Tuesday, 22 June 2004
Dáil Eireann Debate
94. Mr. Durkan asked the Minister for Health and Children the full extent of staff shortages throughout the health services at present, with particular reference to community care and special needs; his plans to address the issue; and if he will make a statement on the matter. [18462/04]
209. Mr. Durkan asked the Minister for Health and Children the plans he has in mind to ensure the provision of adequate staff throughout the health services including hospital, community care and special hospital services; and if he will make a statement on the matter. [18643/04]
210. Mr. Durkan asked the Minister for Health and Children the number and category of staff shortages in the health services throughout County Kildare; his plans to address this issue; and if he will make a statement on the matter. [18646/04]
Staffing requirements in the areas highlighted by the Deputy should be viewed in light of the very substantial increases in employment levels achieved in the health service overall in recent years. The Deputy may wish to note that there has been an increase in the level of employment of 23,706, excluding home helps, in whole-time equivalence terms since 1999, or 32.6%. In this context, comparing employment levels at the end of December 2003 to those at end-1999, there were 26%, +1,407, more medical/dental personnel and 85%, +5,853, more health and social care professionals employed in the health services in whole-time equivalent, WTE, terms. In 1998 there were 26,612 whole-time equivalent nurses employed in the public health system. By the end of December 2003 this figure had reached 33,765. This is an increase of more than 7,150 during the period, or 26.8%.
Developments such as pay increases, improvements in career structure and enhanced opportunities for professional and career development have all supported increased staffing levels for key health and social care professions. The implementation of the pay recommendations of the Public Service Benchmarking Body — which are subject to the successful ongoing completion of the performance verification process — are making a further important contribution to recruitment and improved retention. The continued implementation of the action plan for people management — a key action under the health strategy — has a crucial role in improving retention and reducing turnover of skilled staff.
As far as medical personnel are concerned the report of the National Task Force on Medical Staffing details the number of consultants and non-consultant hospital doctors that will be required in the coming years to provide a high quality, consultant-provided service.
The promotional structure within nursing, including the introduction of a clinical career pathway, has been substantially improved on foot of the recommendations of the Commission On Nursing and the 1999 nurses’ pay settlement. The National Council for the Professional Development of Nursing and Midwifery has been especially active in this area and, to date, 1,563 clinical nurse specialist and advanced nurse practitioner posts have been created.
Figures from An Bord Altranais for the same period indicate that there is a steady stream of new entrants into the profession, over and above those graduating from the Irish system, thus further increasing the potential recruitment pool. Since 1998, the total number of nurses newly registered by An Bord Altranais is 19,945. Of this number, 13,658 were overseas nurses.

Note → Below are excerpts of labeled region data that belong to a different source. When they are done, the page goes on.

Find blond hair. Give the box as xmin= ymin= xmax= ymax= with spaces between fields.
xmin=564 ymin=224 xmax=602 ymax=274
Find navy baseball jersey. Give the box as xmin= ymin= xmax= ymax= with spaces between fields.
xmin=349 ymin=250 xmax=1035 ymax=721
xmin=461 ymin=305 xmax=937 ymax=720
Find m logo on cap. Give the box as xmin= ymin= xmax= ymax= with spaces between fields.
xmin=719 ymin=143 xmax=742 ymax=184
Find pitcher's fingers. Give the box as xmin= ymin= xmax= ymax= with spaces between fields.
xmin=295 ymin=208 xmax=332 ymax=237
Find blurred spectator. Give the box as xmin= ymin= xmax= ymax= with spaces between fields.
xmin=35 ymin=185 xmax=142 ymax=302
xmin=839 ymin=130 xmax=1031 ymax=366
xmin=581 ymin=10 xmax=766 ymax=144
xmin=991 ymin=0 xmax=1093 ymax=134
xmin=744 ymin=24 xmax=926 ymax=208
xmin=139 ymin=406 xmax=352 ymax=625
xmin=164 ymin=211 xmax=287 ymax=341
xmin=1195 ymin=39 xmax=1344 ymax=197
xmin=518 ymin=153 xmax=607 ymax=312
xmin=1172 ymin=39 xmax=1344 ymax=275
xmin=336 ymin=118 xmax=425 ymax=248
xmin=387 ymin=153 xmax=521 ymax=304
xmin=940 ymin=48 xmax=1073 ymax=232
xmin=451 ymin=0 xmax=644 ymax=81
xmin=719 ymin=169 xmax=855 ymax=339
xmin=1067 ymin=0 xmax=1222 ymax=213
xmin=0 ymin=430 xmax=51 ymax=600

According to the most recent survey of nursing vacancies by the Health Service Employers Agency, the number of nursing vacancies stood at 705 at the end of March 2004. This represents a 49% reduction in the number of vacancies reported at the end of September 2000.
The current nursing vacancy rate of less than 2% could be considered to be a normal frictional rate, given that there will always be some level of movement due to resignations, retirements and nurses availing of opportunities to change employment and locations.
Significant progress has also been achieved in doubling the total number of professional therapy training places, namely, physiotherapy, occupational therapy and speech and language therapy — in line with the recommendations of the report entitled Current and Future Supply and Demand Conditions in the Labour Market for Certain Professional Therapists, commissioned by my Department from Dr. Peter Bacon and Associates and published in June 2001.
On the prioritisation of particular service and geographical areas, such as those mentioned by the Deputy, it should be noted that responsibility for human resource planning rests with the chief executive officer, CEO, of each board. Each CEO in managing the workforce in his/her region is responsible for determining the appropriate staffing mix and the precise grades of staff to be employed in line with service plan priorities, subject to overall employment levels remaining within the approved regional employment ceiling.